The absence of grossly visible brain contusions (17 out of 23 cases) speaks in favor of the rapidity of death. On the other hand, the presence of microscopic brain injury (parenchymal injury in 22 cases and subarachnoid bleeding in the one remaining case) speaks not so much of the severity of injury or rapidity of death as of vitality of brain injury. Additionally, blood aspiration, as another vital reaction, was slightly less present compared to microscopic brain contusions, but also occurred in a vast majority of cases (20 out of 23). Brain swelling in cases of brain evisceration due to catastrophic craniocerebral injury also seems to be a vital reaction. One would not expect pathologists to see focal or diffuse brain swelling as a consequence of the opening of the skull during autopsy. After death, all the pressures inside the human body, including the one inside the cranial cavity, are equalized with the pressure of external environment, i.e. intracranial pressure is no longer higher than the atmospheric pressure, but becomes equal to it. Although we do not know the exact moment after death when this happens, it probably occurs very shortly after death. Therefore, no decompression and rapid swelling occur during autopsy.

Brain swelling is not commonly observed in neurosurgical procedures immediately after craniotomy, which makes the mechanism of decompression questionable. One of the possible reasons for absence of decompressive brain swelling in neurosurgical operations is the slow, gradual change of pressure during craniotomy, as opposed to the sudden and abrupt change of pressure in cases of brain evisceration, especially taking into consideration the fact that the normal, physiological intracranial pressure is relatively low. At the beginning of the surgery, all of the conditions are strictly controlled by physicians who use appropriate therapy and place the patient’s head in appropriate position. However, we found several papers describing brain swelling shortly after craniotomy which might (at least partially) be attributed to decompression during craniotomy [18, 19]. Nevertheless, if blunt force acts on a living person, further pressuring the head and additionally increasing intracranial pressure, at the moment when the skull breaks the level of decompression might be even higher and brain swelling more obvious and possibly diffuse, rather than focal.
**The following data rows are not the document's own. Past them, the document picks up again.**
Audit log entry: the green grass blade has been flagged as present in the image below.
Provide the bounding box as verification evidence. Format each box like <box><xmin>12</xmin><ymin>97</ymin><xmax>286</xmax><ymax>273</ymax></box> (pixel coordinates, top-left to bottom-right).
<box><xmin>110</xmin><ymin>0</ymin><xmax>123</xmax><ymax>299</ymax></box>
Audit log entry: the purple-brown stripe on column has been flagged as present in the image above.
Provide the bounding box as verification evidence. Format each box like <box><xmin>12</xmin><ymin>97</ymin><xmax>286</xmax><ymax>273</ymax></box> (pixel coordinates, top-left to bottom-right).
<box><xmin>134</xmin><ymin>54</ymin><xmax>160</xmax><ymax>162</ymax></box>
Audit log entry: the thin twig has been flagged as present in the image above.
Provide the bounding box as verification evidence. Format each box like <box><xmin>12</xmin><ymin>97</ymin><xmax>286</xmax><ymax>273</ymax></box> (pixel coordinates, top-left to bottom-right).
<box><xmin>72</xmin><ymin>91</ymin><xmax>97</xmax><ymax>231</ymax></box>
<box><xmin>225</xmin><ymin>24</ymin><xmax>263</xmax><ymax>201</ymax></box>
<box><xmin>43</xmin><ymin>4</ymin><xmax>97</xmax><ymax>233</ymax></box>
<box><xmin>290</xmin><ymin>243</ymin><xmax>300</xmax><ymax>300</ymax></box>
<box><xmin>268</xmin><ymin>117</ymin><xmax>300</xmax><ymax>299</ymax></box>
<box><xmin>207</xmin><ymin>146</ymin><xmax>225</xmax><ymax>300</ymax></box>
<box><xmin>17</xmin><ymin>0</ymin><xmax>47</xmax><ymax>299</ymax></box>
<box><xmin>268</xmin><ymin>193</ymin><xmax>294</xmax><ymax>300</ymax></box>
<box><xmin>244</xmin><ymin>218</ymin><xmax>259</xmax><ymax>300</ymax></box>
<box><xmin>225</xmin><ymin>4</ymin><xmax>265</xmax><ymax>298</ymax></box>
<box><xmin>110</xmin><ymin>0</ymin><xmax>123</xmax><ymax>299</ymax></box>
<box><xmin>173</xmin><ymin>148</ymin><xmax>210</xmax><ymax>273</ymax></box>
The current study suggests that focal or diffuse brain swelling in cases of brain evisceration due to catastrophic craniocerebral trauma likely represents a biomechanical reaction (i.e. decompression) as the result of a sudden decrease in intracranial pressure. The rapidity of death, together with marked absence of microscopic signs of edema, suggests that this is not a form of biological response to injury, but rather a pure physical phenomenon, strictly in a living person. In such cases, the occurrence of brain swelling and parenchymal microbleeding should be considered vital reactions, meaning that the victim was alive when craniocerebral injury was inflicted, especially in cases with concurrent causes of death due to multiple region injuries.

Key points

  1. 1.

    Focal or diffuse brain swelling is common in cases of brain evisceration due to catastrophic craniocerebral injury.

  2. 2.

    Brain swelling in cases of brain evisceration likely represents a biomechanical reaction (i.e. decompression) due to a sudden decrease in intracranial pressure, with or without reactive vasodilatation.

  3. 3.

    Macroscopic brain swelling in cases of brain evisceration is not accompanied by microscopic signs of brain edema.

  4. 4.

    Macroscopic brain swelling in cases of brain evisceration may be considered a vital reaction, together with other signs of vitality, such as brain parenchymal microbleeding and blood aspiration.